While A Midsummer Night’s Dream was popular in Shakespeare’s lifetime and during the early part of the Jacobean period, with the exception of Henry Purcell’s semi-opera The Fairy Queen (1692), which drew heavily on the scenario and Shakespeare’s text, it fell out of favour during the 17th century. Although adaptations continued to appear, a complete production was not staged again in England until 1840. Mendelssohn’s music was integral to this production, as were ballet sequences, staged at Covent Garden by the singer and actress Lucia Vestris. She herself performed the role of Oberon, thereby starting a theatrical tradition that continued in England until the First World War.

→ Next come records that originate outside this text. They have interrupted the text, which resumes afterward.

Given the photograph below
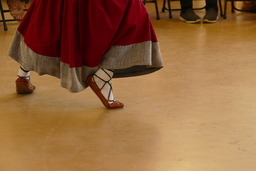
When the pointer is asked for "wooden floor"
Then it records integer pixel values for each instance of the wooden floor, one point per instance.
(196, 114)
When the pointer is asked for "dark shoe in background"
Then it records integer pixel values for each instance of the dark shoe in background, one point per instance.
(211, 16)
(190, 17)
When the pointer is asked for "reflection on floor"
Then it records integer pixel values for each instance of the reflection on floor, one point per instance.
(196, 114)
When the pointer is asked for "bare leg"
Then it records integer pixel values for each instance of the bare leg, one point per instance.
(15, 9)
(23, 84)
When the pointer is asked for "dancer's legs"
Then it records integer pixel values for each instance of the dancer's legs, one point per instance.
(101, 84)
(15, 9)
(23, 84)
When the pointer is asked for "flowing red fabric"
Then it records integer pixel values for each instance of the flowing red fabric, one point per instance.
(80, 32)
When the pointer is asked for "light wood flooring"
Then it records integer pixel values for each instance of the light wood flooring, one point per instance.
(196, 114)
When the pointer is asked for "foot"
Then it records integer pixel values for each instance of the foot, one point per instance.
(15, 9)
(190, 16)
(111, 104)
(211, 16)
(24, 86)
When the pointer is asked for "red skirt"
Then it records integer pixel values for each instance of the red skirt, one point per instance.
(71, 39)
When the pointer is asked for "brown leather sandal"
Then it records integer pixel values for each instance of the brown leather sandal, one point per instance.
(24, 86)
(111, 104)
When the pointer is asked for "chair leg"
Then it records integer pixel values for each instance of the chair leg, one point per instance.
(232, 6)
(220, 6)
(164, 3)
(157, 12)
(3, 17)
(170, 9)
(225, 10)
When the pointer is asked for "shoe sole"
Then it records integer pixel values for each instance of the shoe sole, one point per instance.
(104, 101)
(209, 21)
(23, 88)
(190, 22)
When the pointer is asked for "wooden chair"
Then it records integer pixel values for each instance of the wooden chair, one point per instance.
(233, 8)
(156, 6)
(3, 11)
(170, 9)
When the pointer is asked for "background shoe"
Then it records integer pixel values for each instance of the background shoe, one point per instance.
(211, 16)
(24, 86)
(190, 17)
(111, 104)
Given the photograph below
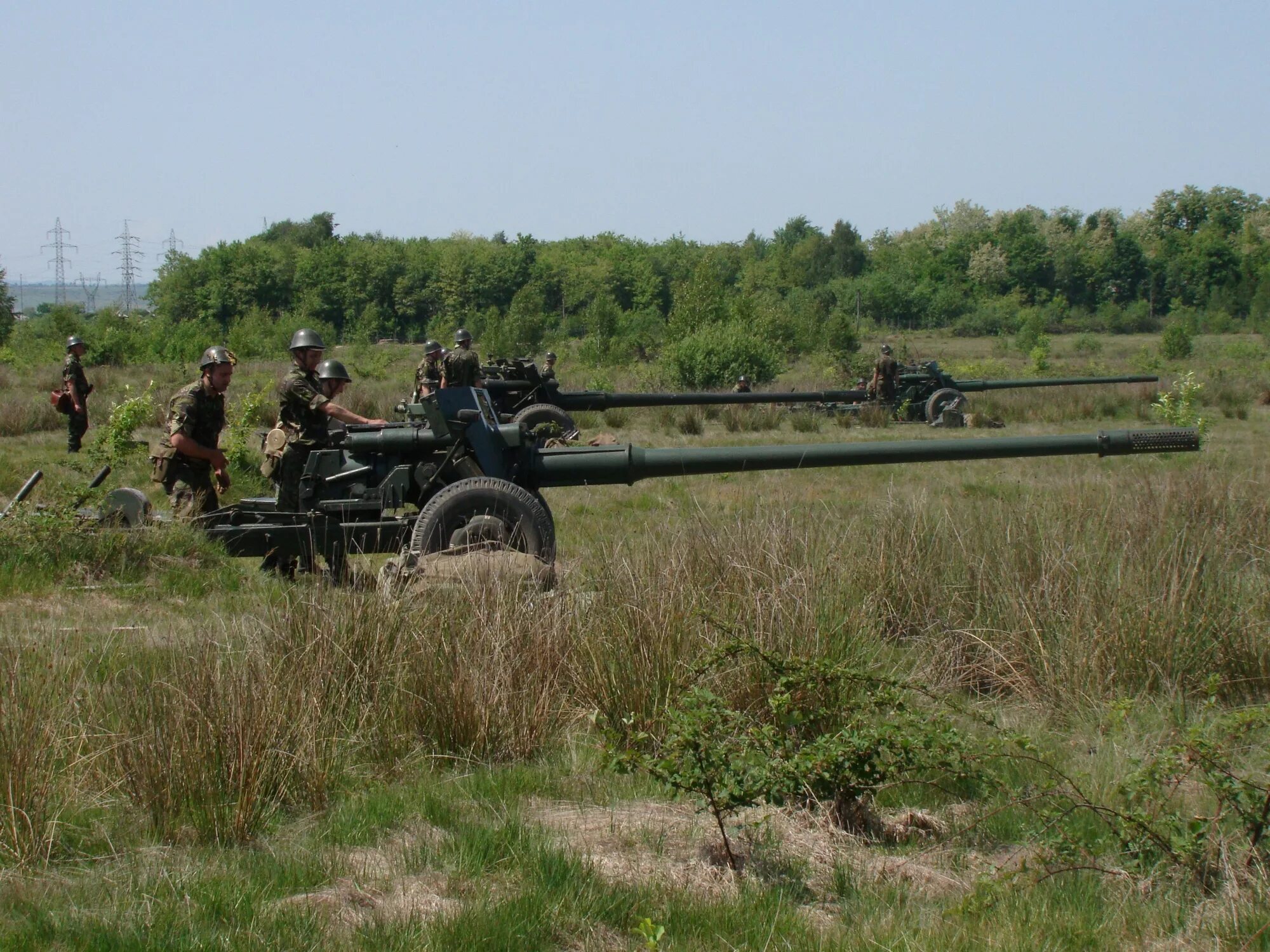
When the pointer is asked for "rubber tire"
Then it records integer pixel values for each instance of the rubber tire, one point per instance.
(531, 529)
(939, 400)
(534, 414)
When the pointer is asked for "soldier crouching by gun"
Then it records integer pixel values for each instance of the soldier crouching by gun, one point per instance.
(190, 453)
(305, 409)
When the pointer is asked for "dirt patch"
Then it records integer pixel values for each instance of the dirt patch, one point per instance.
(377, 888)
(407, 574)
(641, 842)
(350, 906)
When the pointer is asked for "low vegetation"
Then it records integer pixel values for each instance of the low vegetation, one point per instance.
(938, 708)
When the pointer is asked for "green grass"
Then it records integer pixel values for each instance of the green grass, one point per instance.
(1045, 593)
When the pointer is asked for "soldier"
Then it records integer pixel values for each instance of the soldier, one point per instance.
(549, 367)
(427, 376)
(190, 454)
(77, 388)
(886, 376)
(462, 367)
(304, 412)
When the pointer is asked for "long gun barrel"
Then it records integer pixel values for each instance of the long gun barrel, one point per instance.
(25, 492)
(975, 387)
(628, 464)
(599, 400)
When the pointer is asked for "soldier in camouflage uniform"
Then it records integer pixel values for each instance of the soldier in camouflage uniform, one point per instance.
(190, 454)
(886, 376)
(305, 409)
(548, 371)
(462, 367)
(77, 388)
(427, 376)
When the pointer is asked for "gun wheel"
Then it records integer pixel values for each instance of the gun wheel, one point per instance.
(486, 511)
(538, 414)
(942, 399)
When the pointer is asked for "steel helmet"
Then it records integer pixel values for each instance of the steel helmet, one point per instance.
(333, 370)
(307, 340)
(217, 355)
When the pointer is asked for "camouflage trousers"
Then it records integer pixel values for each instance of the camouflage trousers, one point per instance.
(77, 426)
(192, 494)
(291, 468)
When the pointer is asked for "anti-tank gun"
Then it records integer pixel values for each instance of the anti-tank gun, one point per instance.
(520, 394)
(463, 478)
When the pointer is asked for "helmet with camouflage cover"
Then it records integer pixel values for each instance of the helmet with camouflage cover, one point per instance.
(333, 370)
(217, 355)
(307, 340)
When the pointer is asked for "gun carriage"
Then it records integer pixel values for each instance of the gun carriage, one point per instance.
(458, 477)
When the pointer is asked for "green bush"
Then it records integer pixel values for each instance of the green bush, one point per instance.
(717, 355)
(1175, 343)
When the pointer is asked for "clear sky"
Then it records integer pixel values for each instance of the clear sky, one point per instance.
(572, 119)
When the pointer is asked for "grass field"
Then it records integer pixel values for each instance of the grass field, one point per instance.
(195, 756)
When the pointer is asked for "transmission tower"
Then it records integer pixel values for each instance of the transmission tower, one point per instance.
(91, 293)
(130, 248)
(59, 261)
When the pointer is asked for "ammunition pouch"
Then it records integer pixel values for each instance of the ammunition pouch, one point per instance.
(275, 446)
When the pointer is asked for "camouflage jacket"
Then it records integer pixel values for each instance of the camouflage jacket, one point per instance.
(463, 369)
(73, 371)
(300, 414)
(197, 413)
(429, 373)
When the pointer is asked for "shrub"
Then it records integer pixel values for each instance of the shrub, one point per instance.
(719, 354)
(1175, 345)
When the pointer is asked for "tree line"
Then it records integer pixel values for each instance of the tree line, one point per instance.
(1201, 257)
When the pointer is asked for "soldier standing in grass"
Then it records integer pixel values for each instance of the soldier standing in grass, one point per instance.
(549, 367)
(304, 413)
(190, 453)
(427, 376)
(462, 367)
(77, 388)
(886, 376)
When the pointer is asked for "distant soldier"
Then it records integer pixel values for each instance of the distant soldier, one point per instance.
(190, 453)
(304, 412)
(548, 371)
(77, 388)
(886, 376)
(462, 367)
(427, 376)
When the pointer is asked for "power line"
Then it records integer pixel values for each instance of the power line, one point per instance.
(59, 260)
(170, 246)
(91, 294)
(129, 249)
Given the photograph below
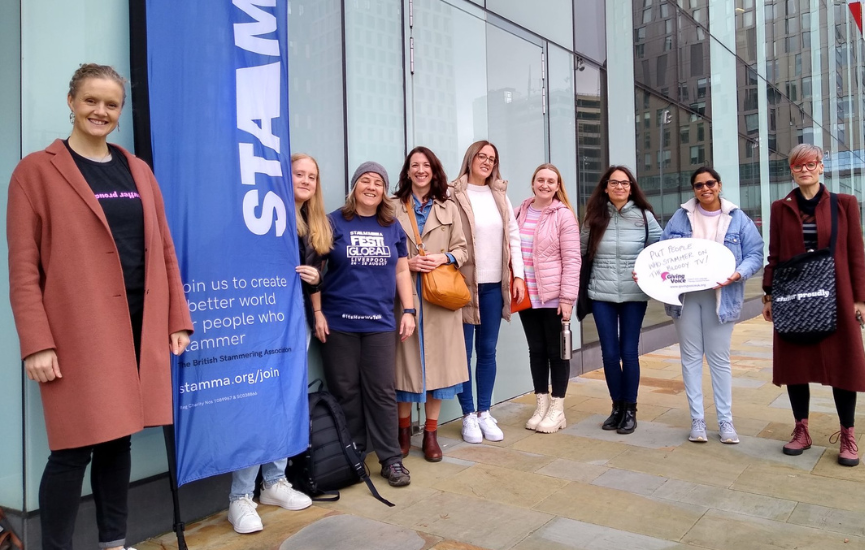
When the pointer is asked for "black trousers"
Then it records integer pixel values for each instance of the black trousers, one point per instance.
(359, 368)
(845, 403)
(543, 328)
(60, 492)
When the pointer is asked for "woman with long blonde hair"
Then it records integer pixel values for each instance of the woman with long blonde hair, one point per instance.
(314, 239)
(550, 244)
(493, 243)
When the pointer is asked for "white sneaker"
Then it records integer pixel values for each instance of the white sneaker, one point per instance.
(471, 430)
(488, 427)
(281, 494)
(242, 515)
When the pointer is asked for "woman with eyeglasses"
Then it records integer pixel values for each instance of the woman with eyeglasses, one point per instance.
(493, 241)
(619, 223)
(800, 222)
(705, 320)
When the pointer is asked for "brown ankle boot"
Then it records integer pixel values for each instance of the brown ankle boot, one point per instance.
(431, 450)
(849, 452)
(801, 440)
(404, 440)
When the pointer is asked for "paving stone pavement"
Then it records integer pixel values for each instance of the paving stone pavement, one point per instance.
(587, 489)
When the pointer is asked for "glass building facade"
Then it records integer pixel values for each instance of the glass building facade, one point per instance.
(660, 86)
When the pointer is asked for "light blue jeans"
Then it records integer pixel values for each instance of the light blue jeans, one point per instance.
(701, 333)
(243, 481)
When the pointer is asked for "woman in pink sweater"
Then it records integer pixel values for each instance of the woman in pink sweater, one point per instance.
(550, 244)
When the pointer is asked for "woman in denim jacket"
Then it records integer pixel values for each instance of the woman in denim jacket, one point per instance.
(705, 320)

The play, appealing to the Victorians’ love of fantasy and grand spectacle, became popular again, and until well into the 20th century, a new Midsummer Night’s Dream was an excuse for galaxies of ballerina fairies and extravagant forest settings. It even features in Noel Streatfeild’s much-loved Ballet Shoes (1936), when the three Fossil sisters take starring roles in just such a production. It was not until 1970, and Peter Brook’s landmark version for the RSC, that A Midsummer Night’s Dream truly broke free of the trappings of Victoriana to focus on Shakespeare’s characters and their relationships. Since then, it has been the vehicle for a wide range of stagings and styles, with Shakespeare’s expertly plotted story seemingly able to shine in any setting.

Dreams and Fairies

Mendelssohn’s music provided inspiration for two of the 20th century’s greatest choreographers. George Balanchine created a full-length Midsummer Night’s Dream for New York City Ballet in 1962: like Liam Scarlett, choosing to augment the score with additional music by Mendelssohn. Balanchine’s work is for 81 dancers, with the first act containing the action as it unfolds in Shakespeare’s play (although he dispenses with the Pyramus and Thisbe play-within-a-play) and the second an extended wedding celebration.

Frederick Ashton’s The Dream, created for The Royal Ballet in 1964, is a one act work commissioned to mark the 400th anniversary of Shakespeare’s birth. Ashton elected to use only Mendelssohn’s score, stripping down the action to focus on Shakespeare’s inner acts. Ashton described the Dream as the ‘most balletic’ of Shakespeare’s plays, and Mendelssohn’s music, dating as it does from the era of Romantic ballet – the composer was known to be an admirer of the great Marie Taglioni – provided the impetus to create a Romantic homage, with Victorian fairies and lovers in frock coats and crinolines. The career-defining roles of Oberon and Titania were created on the young Anthony Dowell and Antoinette Sibley.

Other notable choreographers to be inspired by A Midsummer Night’s Dream include John Neumeier (Hamburg Ballet), Heinz Spoerli (Zurich Ballet) and David Nixon (Northern Ballet). The RNZB has featured two versions over its 62 year history: the late Harry Haythorne’s Titania Wakes, a divertissement created for a Royal Gala in 1981, and a one act version by Ashley Killar, with music performed by the New Zealand String Quartet and Saxcess, produced in 1995.